‘Bit slower now,’ interposed Morse.
“Many brain tumours are local in their malignancy; for example, the spongioblostoma multiforme and the diffuse astro-cytoma. All tumours inside the skull are potentially fatal, even if they are quite benign-as this term has already been defined in-”
‘Thanks. That’s fine. From what you’re saying, then, it’s possible that a brain-tumour might not spread to somewhere else in the body?’
‘That’s what this fellow says.’
‘Good. Now, one more thing. Would one of these brain-tumours perhaps result in some sort of irrationality? You know, doing things quite out of character?’
‘Ah! That’s in chapter seven.

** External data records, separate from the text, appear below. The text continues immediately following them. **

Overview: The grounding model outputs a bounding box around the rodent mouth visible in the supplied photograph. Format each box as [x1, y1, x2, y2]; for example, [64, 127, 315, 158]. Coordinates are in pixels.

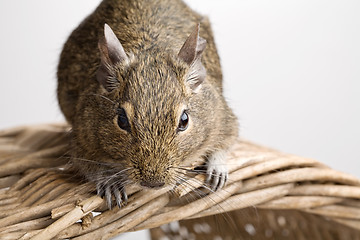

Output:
[140, 181, 165, 189]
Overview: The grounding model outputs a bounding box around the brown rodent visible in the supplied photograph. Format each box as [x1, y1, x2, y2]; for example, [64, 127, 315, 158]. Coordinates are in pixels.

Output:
[58, 0, 238, 207]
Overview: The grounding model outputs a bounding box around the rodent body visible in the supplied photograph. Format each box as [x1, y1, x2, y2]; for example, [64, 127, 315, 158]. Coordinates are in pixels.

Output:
[58, 0, 238, 206]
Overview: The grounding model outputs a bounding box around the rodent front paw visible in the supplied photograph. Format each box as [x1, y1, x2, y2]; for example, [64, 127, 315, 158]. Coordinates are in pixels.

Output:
[96, 183, 128, 209]
[206, 151, 229, 191]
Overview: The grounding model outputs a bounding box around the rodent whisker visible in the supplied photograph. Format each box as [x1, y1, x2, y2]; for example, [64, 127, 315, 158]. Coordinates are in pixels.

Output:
[67, 156, 123, 167]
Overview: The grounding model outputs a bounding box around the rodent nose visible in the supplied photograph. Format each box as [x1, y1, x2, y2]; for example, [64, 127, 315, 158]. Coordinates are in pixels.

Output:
[140, 181, 165, 188]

Just let me-’
‘No, no. Just tell me vaguely, that’ll be fine.’
‘Well, judging from the case-histories, the answer’s a pretty definite “yes”. Very strange things, some of them did.’

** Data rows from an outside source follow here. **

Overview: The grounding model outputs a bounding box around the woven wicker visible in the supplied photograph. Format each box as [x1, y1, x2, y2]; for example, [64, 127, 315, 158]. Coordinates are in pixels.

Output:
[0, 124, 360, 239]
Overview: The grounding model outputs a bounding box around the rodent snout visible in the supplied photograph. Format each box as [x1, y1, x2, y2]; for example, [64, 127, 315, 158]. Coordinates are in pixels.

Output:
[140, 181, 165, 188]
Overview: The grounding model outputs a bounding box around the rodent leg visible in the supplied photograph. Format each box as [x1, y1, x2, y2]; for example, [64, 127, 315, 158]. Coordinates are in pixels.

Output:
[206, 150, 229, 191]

‘You see, I’m just wondering whether a man who’d got a brain-tumour, a man who’d been sober and meticulous all his life, might suddenly snap and-’
‘By Jove, yes! Let me just quote that case of Olive Mainwearing from Manchester. Now, just let me-’
‘No! Please don’t bother. You’ve been wonderfully helpful, and I’m most grateful. The beer’s on me next time we’re together in the King’s Arms.’
Morse sat back in his black leather chair, happily ignorant of the aforementioned Olive’s extraordinary behaviour, and happily confident that at last he was beginning to see, through the mists, the outline of those further horizons.
CHAPTER SIXTEEN
Lewis again finds himself the unsuspecting catalyst as Morse considers the course of the case so far.
When Lewis came in half an hour later, he found Morse sitting motionless at his desk, staring down fixedly at his blotting-pad, the orange-and-brown-striped scarf still round his jaw, and the signature ‘On-no-account-disturb-me’ written overall.
Yet Lewis shattered the peace enthusiastically. ‘It was Browne-Smith’s typewriter, sir! Portable job, like you said. No doubt about it.’
Morse looked up slowly. ‘It was Westerby’s typewriter-I thought I told you that.’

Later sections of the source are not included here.